Mar 6, 2013 at 11:14 AM | Unregistered Commenterbill

John Page,

Don't forget Elliot Morley and, of course, Chris Huhne.

Mar 6, 2013 at 12:36 PM | Unregistered CommenterDavid Holland

I do try to, David :)

Mar 6, 2013 at 12:47 PM | Unregistered CommenterJohn Page

I was at the launch event in Mayfair this evening, after one had been held at the House of Commons this morning. Crispin Odey (a well-known fund manager) hosted the event, having clearly encouraged the author from the start, which was before Climategate. He gave a thought-provoking synopsis. The subject matter, including the people, is mostly deadly dull, he admitted, but the author succeeds in bringing it to life. I hope that's true. Rupert Darwall spoke of how much he owed to David Henderson as well as to Crispin. He's tried to be dispassionate about the history and let the reader make up their own mind. David believes the result is very valuable.

There were a number of well-known journalists present, plus Lord Lamont and various other faces that I no doubt should have recognised but didn't. It was good once again to pick up that sensible (and scholarly) scepticism is making real strides convincing waverers of different kinds.

Mar 6, 2013 at 9:29 PM | Registered CommenterRichard Drake

The Merton Rule. If it only encouraged squandering of money on solar and wind it would be bad.

But its worse.

“As for wood, consider the effect of a simple rule passed by the London borough of Merton in 2003 and slavishly emulated by planners all over the country. The Merton rule requires all developers who build a building of more than 1,000 square metres to generate 10% of energy `renewably’ on site. The effect has been to make it worth my while to thin my woods in Northumberland for the first time in decades.

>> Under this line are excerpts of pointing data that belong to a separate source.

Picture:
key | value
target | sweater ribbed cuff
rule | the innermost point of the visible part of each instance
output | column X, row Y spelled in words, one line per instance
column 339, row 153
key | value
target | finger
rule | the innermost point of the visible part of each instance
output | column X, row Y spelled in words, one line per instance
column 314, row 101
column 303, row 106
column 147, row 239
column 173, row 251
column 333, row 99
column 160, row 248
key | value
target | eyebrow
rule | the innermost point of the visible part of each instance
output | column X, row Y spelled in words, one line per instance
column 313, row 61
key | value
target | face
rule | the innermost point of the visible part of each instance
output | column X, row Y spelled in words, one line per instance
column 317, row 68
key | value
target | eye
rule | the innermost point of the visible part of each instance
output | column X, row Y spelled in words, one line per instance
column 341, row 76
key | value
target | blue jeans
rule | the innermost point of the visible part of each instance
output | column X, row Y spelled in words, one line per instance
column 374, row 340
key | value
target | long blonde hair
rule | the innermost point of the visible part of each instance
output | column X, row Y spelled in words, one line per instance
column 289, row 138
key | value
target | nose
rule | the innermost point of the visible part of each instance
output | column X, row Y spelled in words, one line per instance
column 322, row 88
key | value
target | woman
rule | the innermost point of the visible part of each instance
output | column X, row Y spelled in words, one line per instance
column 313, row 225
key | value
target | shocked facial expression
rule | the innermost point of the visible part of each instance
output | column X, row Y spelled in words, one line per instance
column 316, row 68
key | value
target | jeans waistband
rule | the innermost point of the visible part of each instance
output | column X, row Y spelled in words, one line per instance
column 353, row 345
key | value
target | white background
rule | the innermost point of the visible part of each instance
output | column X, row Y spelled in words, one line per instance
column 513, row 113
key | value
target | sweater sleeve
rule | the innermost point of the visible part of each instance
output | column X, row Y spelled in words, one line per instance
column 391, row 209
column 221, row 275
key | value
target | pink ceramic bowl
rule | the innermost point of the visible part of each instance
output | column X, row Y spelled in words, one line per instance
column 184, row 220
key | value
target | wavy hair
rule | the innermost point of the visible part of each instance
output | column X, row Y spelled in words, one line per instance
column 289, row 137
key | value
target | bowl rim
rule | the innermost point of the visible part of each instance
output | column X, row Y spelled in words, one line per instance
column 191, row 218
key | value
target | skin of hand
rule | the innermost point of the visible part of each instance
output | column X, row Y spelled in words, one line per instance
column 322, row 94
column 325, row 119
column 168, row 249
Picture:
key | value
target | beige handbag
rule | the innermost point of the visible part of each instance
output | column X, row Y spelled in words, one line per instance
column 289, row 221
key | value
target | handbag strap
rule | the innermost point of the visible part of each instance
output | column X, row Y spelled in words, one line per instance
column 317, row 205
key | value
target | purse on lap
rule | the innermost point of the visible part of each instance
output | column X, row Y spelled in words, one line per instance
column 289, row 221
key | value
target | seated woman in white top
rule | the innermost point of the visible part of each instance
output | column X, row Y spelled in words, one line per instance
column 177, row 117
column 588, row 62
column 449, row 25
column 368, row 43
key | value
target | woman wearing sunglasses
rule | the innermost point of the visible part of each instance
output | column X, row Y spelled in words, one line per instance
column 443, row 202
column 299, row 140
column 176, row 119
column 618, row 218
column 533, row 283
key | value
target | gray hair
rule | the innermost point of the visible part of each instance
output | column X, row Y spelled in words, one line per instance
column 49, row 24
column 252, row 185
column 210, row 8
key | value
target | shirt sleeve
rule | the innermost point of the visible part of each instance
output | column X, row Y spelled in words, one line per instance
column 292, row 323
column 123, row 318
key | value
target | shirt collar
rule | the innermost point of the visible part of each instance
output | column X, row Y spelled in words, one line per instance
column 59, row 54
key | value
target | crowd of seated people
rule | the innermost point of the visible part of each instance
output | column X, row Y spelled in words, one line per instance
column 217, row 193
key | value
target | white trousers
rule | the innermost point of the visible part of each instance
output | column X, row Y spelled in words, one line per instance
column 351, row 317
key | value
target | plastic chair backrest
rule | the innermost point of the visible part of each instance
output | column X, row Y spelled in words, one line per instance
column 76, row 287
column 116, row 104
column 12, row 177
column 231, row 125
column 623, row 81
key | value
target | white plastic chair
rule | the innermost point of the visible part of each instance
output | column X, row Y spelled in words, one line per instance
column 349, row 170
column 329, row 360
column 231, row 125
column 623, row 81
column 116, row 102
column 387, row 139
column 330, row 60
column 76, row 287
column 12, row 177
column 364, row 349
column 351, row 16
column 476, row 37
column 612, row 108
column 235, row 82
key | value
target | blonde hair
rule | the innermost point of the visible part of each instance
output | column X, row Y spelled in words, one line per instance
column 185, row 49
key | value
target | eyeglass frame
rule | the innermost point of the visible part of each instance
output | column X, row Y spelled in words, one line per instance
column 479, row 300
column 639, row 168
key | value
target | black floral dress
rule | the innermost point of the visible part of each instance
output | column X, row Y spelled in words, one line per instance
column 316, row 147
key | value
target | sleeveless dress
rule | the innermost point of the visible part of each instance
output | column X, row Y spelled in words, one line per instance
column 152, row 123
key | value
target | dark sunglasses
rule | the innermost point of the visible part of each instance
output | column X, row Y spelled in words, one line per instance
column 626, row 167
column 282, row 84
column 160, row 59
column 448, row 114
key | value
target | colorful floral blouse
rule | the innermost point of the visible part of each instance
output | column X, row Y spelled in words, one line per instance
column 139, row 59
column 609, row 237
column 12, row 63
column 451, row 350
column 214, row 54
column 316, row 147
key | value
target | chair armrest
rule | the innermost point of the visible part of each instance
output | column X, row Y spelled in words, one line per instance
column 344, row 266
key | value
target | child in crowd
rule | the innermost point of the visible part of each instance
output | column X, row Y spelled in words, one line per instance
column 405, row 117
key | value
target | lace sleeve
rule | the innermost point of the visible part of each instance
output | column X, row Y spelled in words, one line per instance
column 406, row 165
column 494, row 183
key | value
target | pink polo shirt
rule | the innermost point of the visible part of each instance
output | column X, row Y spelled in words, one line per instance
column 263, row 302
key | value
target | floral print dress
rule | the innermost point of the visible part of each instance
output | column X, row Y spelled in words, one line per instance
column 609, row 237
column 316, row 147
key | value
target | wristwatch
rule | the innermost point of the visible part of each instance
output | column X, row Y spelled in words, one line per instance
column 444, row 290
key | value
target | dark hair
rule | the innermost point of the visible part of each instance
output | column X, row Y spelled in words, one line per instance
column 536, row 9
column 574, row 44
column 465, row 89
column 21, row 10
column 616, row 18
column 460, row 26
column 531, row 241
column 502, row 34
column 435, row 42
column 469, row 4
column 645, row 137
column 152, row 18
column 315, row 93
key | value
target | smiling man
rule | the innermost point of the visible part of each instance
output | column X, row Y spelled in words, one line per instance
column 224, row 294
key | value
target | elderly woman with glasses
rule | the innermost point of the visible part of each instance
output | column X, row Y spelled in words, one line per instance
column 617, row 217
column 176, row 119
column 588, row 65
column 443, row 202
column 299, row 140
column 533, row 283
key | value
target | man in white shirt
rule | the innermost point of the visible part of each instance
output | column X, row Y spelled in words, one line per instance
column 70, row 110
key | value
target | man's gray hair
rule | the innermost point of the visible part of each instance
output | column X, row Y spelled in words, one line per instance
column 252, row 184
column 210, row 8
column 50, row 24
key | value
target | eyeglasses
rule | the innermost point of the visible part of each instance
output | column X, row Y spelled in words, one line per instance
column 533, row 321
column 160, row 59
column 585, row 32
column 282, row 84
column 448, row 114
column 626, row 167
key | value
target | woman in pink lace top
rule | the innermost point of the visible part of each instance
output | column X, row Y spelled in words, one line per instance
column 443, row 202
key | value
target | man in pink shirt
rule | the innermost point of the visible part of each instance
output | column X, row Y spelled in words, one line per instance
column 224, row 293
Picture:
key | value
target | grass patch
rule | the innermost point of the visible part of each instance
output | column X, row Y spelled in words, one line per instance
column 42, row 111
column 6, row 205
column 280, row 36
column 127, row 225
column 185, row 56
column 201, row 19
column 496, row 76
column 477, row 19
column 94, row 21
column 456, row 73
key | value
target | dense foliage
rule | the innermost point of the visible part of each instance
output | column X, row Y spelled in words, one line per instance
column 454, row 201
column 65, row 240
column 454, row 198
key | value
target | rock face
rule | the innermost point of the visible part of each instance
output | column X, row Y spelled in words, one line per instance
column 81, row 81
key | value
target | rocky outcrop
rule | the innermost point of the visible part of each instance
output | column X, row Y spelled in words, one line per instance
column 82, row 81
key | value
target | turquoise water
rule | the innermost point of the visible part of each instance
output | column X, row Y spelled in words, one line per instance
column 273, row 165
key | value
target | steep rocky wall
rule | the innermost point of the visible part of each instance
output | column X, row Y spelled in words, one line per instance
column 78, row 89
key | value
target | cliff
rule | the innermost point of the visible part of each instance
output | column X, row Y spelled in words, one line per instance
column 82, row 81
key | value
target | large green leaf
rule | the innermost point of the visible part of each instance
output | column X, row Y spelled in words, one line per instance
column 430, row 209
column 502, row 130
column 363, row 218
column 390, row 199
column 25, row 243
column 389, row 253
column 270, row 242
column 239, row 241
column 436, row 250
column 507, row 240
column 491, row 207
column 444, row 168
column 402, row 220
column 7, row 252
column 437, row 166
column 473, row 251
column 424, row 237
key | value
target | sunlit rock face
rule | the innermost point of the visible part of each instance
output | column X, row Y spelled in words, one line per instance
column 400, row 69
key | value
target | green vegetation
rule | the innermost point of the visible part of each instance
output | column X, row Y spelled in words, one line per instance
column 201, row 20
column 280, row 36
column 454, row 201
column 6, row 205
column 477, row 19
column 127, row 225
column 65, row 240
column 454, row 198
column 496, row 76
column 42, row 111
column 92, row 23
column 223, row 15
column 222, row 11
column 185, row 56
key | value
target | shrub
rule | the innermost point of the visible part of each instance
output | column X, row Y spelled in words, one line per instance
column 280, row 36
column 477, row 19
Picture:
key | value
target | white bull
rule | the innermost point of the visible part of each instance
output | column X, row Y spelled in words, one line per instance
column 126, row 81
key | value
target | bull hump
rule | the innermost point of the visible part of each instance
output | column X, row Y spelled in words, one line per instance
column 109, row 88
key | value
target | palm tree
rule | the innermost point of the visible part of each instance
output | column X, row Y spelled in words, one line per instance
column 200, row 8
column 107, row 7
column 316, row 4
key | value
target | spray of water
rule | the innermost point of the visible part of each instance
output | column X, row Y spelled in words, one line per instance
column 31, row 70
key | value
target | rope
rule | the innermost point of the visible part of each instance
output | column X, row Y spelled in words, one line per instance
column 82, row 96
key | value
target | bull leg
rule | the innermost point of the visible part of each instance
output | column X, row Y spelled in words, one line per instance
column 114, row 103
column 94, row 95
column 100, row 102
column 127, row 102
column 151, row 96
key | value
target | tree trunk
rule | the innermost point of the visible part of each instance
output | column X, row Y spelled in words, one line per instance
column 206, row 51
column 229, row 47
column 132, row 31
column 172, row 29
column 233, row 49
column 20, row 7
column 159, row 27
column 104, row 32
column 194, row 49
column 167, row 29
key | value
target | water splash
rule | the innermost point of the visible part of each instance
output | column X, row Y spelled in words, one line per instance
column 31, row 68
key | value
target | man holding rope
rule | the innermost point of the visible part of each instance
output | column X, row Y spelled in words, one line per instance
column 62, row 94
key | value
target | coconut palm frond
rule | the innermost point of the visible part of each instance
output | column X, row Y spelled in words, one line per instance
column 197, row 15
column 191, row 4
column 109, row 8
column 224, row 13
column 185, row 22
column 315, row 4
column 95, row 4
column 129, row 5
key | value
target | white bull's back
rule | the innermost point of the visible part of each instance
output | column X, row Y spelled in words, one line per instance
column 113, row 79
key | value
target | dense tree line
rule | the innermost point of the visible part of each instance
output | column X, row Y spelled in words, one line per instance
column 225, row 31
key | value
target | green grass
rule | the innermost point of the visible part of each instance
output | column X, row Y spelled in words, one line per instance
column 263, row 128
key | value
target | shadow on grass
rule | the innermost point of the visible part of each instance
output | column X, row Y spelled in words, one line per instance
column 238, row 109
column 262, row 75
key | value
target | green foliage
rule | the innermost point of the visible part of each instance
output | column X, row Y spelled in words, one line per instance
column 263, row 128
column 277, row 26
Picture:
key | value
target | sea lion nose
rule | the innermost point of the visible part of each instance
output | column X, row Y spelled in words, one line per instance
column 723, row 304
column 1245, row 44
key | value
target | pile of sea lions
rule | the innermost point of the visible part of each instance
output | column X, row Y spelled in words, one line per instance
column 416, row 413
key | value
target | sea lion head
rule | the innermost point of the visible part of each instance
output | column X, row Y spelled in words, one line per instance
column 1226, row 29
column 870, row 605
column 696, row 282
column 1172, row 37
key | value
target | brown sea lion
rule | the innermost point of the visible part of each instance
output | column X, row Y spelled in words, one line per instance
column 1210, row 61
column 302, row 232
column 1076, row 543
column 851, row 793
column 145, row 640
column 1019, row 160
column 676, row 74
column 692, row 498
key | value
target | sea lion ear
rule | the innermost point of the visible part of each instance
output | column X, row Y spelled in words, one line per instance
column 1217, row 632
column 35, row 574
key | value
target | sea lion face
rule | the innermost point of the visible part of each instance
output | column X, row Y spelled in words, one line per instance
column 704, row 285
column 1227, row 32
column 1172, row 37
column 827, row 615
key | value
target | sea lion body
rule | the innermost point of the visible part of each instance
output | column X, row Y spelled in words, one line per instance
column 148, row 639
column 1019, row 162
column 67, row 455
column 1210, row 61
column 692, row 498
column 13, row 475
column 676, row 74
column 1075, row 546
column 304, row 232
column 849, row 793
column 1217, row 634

How so? Faced with the need to find an energy source sufficiently dense to fit on site, developers have turned en masse to wood (or biomass as they prefer to call it). This has led to convoys of diesel lorries chugging through the streets of London to deliver wood to buildings – how very thirteenth century! Delivering, drying and burning this wood produces far more carbon dioxide than delivering gas would.

And lo, by bidding up the price of wood, the effect has been to cause landowners to harvest their timber younger than before, which increases carbon emissions. Thus enriched by having lost less money in managing woods, people like me take a holiday – on a jet. So as policy own goals go, the Merton rule is a quintuple whammy. According to one estimate, Britain is producing about six million extra tonnes of carbon dioxide each year as a result of redirecting its wood supply from current use by the wood-panel and other related industries into energy supply.

The neo-medieval policy of picking winners – or rather losers – creates a salivating lobby for subsidies (even the RSPB takes money from wind farms to shut it up about their eagle killing). But it is saddling ordinary Britons with uncompetitive energy prices, lost jobs, rising fuel poverty, spoiled landscapes – and higher carbon emissions too.”